A person issuing a cheque that then gets dishonoured cannot be prosecuted if it was issued as collateral for a loan, the Aurangabad bench of the Bombay High Court has said.
It said only cheques issued against an existing debt or liability come under the Negotiable Instruments Act.
It was hearing an appeal filed by Ramkrishna Urban Co-operative Credit Society (RUCCS), in a case filed against one Rajendra Warma in 2009.
RUCCS claims Warma borrowed Rs 2 lakh from it in 2000, giving 10 blank post-dated cheques (PDCs) as security. Warma’s bank, citing insufficient funds, returned one of the cheques dated January 2008.
After the cheque bounced, RUCCS approached a magistrate court’s in Ahmednagar in February 2008.

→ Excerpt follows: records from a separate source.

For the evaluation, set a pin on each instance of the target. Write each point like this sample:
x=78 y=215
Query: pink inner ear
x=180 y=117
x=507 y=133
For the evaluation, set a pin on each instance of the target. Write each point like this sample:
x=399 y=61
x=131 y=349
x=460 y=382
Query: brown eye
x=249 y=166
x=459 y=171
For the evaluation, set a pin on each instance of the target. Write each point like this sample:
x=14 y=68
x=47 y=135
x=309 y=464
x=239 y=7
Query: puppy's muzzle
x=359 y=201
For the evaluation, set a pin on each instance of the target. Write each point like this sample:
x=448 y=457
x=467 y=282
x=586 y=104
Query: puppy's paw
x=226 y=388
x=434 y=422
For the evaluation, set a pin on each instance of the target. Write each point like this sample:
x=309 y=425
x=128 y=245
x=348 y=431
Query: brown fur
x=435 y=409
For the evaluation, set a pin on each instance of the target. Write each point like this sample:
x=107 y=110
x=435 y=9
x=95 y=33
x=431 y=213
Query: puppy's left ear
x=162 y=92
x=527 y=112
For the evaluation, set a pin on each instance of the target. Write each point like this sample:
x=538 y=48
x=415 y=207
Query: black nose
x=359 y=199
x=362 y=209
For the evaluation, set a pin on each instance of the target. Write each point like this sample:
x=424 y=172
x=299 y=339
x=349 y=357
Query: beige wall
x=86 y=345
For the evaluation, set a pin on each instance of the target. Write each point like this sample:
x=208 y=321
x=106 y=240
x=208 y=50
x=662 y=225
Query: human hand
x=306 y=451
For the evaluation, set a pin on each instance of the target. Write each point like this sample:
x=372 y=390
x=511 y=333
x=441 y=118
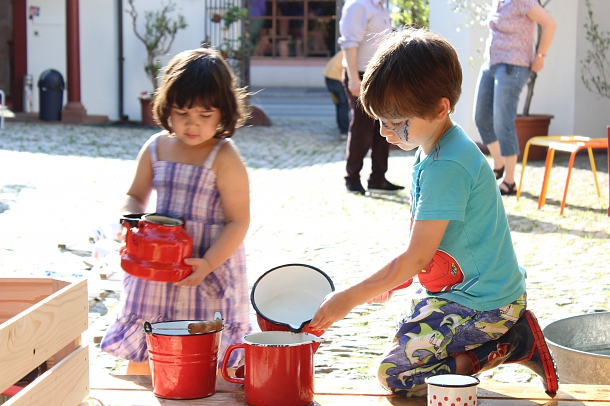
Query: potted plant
x=159 y=33
x=527 y=125
x=595 y=68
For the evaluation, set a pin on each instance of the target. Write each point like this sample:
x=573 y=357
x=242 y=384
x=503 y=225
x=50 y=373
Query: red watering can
x=155 y=247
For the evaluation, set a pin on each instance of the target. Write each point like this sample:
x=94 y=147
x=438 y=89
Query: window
x=293 y=28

The magistrate acquitted Warma saying RUCCS had obtained 10 blank cheques from Warma before the loan was even disbursed. The magistrate also said the amount paid by Warma did not reflect in the extract of accounts produced.

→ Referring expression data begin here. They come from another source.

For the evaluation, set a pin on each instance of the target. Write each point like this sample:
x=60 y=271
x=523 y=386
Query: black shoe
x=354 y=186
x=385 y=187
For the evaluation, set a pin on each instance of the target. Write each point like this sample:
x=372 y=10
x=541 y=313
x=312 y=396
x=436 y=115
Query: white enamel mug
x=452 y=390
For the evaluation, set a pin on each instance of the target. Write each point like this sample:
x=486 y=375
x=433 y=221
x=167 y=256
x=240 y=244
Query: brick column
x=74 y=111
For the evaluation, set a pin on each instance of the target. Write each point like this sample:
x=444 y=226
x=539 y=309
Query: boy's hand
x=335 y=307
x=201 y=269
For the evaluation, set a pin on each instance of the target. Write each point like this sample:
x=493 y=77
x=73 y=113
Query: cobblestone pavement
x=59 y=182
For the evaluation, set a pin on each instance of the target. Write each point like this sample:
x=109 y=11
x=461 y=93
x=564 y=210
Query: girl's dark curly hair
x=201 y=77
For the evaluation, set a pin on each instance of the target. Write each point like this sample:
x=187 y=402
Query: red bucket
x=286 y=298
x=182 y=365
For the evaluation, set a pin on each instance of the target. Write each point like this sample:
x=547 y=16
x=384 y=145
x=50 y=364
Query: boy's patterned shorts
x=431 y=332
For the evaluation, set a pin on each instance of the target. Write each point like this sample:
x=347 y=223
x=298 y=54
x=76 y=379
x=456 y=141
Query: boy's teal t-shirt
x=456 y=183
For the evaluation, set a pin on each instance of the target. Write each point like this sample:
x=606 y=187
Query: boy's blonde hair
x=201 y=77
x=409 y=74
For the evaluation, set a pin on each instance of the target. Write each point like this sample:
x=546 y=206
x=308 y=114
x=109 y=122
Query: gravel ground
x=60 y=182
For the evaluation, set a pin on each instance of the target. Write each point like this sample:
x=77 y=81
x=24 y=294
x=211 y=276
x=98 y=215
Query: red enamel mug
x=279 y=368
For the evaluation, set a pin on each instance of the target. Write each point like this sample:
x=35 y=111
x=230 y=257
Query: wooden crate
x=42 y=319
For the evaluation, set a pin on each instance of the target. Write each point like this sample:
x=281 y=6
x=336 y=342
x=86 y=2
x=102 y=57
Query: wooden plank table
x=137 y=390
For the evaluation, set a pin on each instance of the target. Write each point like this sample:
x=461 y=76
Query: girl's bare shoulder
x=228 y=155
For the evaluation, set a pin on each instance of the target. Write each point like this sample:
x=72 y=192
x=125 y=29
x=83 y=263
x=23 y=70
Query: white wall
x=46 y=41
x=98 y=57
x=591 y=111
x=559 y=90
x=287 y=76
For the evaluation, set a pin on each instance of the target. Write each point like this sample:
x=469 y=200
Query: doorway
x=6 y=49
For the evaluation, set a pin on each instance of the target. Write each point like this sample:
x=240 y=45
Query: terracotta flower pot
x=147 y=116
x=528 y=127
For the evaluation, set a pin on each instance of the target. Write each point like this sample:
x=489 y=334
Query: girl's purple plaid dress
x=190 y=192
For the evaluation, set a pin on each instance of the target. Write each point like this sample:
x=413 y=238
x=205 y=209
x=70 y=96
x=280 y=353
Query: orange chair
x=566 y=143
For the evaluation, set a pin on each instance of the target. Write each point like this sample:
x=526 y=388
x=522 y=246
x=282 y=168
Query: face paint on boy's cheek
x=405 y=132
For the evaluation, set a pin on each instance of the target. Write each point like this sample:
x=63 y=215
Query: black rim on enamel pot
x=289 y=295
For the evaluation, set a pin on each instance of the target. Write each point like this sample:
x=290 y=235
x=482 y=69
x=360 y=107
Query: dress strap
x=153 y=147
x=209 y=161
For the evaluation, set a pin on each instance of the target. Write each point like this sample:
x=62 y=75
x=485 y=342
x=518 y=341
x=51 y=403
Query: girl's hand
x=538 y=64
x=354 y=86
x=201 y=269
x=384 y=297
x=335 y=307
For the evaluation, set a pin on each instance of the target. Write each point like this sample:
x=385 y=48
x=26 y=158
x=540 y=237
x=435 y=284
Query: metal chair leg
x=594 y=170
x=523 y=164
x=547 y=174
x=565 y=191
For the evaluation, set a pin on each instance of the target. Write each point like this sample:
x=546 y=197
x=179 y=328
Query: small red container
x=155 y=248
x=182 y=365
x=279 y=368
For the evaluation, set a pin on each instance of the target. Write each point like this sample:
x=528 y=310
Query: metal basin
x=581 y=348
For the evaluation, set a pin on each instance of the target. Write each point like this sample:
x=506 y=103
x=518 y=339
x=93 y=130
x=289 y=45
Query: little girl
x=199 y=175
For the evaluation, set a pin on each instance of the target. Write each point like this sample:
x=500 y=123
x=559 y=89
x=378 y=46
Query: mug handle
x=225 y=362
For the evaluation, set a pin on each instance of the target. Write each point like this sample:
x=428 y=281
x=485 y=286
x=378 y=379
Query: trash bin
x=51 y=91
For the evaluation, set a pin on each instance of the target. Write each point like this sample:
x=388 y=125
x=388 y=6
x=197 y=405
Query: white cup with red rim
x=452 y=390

RUCCS filed an application in the high court seeking permission to appeal the magistrate’s order.
Justice P R Borkar upheld the magistrate’s order, saying: “Provisions like Section 138 of the Negotiable Instruments Act give reliability, credibility and acceptability to negotiable instruments like cheques in daily life. The object (of the NI act) is not to provide effective and speedy remedy for the recovery of loans.”

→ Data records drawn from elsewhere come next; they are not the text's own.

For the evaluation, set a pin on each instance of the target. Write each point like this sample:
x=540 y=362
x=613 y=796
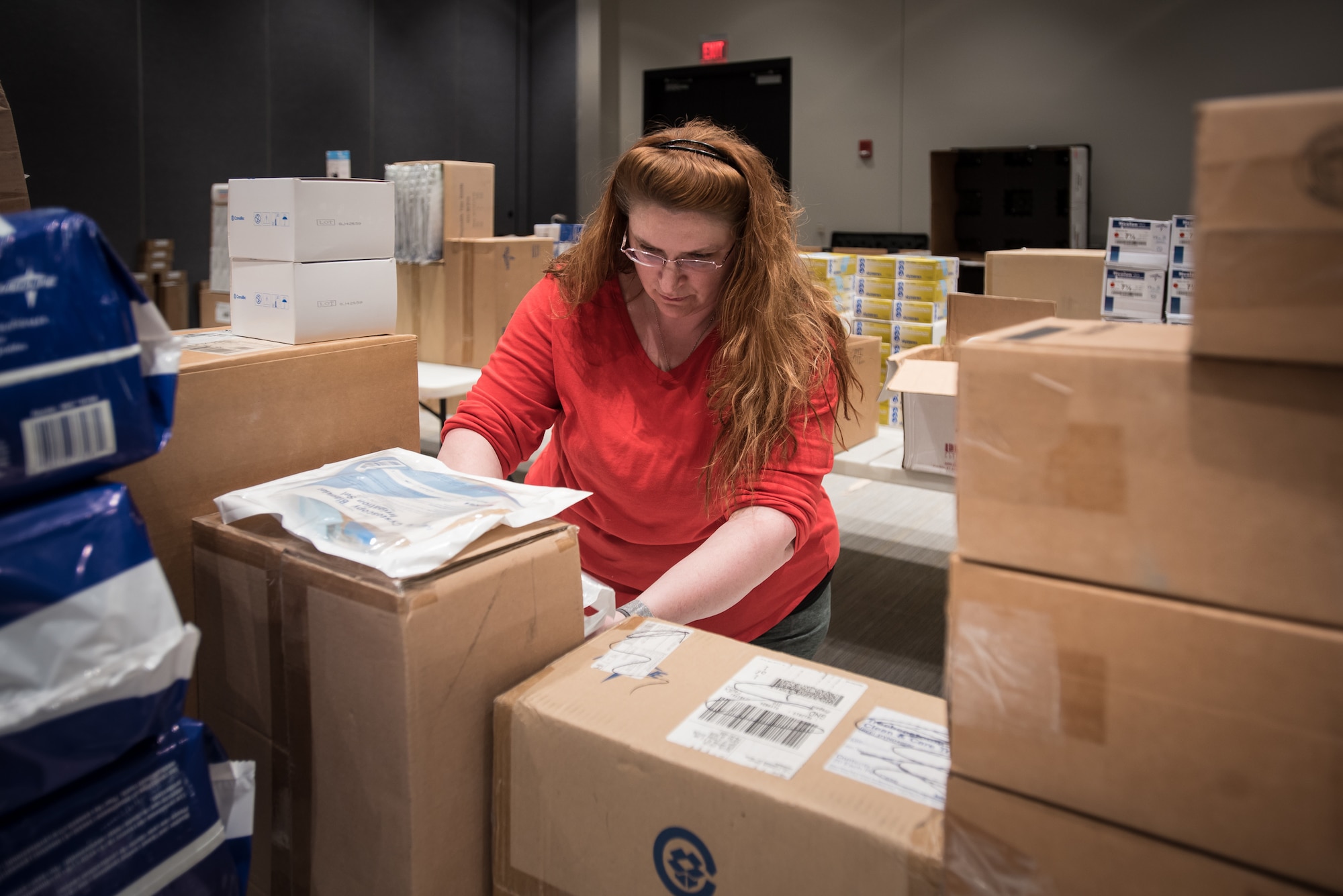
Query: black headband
x=703 y=149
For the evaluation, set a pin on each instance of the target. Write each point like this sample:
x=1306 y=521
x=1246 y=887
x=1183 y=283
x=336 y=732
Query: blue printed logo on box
x=684 y=864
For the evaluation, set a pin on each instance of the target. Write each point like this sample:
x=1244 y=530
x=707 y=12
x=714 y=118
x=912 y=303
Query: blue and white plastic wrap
x=88 y=366
x=95 y=656
x=169 y=817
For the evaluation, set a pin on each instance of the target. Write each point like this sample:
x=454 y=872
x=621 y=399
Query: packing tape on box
x=1009 y=673
x=980 y=864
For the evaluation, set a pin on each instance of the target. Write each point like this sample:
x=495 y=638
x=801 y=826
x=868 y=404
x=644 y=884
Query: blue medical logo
x=686 y=867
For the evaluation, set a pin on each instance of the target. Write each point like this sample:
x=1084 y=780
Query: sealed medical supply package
x=88 y=365
x=396 y=510
x=95 y=656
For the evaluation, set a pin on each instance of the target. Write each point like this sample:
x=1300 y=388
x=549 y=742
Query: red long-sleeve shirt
x=639 y=439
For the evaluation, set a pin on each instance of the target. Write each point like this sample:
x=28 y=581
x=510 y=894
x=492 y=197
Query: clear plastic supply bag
x=396 y=510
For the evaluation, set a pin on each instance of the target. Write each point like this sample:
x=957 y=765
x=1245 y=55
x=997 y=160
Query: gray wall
x=917 y=75
x=130 y=109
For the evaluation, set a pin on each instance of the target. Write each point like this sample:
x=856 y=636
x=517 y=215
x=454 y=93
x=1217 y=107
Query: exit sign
x=714 y=48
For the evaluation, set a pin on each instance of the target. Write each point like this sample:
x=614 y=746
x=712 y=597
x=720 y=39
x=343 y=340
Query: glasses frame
x=686 y=266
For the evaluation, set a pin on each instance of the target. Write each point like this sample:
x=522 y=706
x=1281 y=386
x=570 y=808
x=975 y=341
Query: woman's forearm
x=745 y=552
x=469 y=452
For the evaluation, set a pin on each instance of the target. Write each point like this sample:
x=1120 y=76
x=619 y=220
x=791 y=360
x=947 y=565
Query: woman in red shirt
x=691 y=370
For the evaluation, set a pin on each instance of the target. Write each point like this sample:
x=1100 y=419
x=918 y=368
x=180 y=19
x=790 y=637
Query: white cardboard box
x=314 y=302
x=1180 y=295
x=1133 y=242
x=1133 y=293
x=1183 y=240
x=311 y=219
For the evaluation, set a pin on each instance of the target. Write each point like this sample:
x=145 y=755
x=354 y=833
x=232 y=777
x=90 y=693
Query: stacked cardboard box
x=684 y=762
x=1145 y=620
x=311 y=258
x=367 y=701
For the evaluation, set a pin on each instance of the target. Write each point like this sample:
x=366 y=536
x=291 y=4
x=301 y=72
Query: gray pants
x=801 y=634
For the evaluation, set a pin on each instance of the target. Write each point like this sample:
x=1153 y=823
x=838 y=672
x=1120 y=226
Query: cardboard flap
x=926 y=377
x=969 y=315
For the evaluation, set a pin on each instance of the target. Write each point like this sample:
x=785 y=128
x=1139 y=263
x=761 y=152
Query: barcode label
x=808 y=691
x=68 y=438
x=770 y=717
x=757 y=722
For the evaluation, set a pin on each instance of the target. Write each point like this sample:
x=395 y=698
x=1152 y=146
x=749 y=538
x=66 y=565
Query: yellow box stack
x=1145 y=627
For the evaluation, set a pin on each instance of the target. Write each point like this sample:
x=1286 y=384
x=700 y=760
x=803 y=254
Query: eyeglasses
x=687 y=266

He said it is doubtful if Section 138 would apply when a blank or post-dated cheque is obtained by a bank or moneylender before or while disbursing a loan as security for the loan.
The HC also said lawmakers would not have imagined that moneylenders or banks would obtain blank or post-dated cheques and later use them to make debtors repay a loan under threat of prosecution under the NI Act.
“In this case, Warma issued the cheque as security even before the loan amount was disbursed. So the cheque was not towards any existing debt or liability,” Justice Borkar said while dismissing RUCCS’s application and upholding Warma’s acquittal.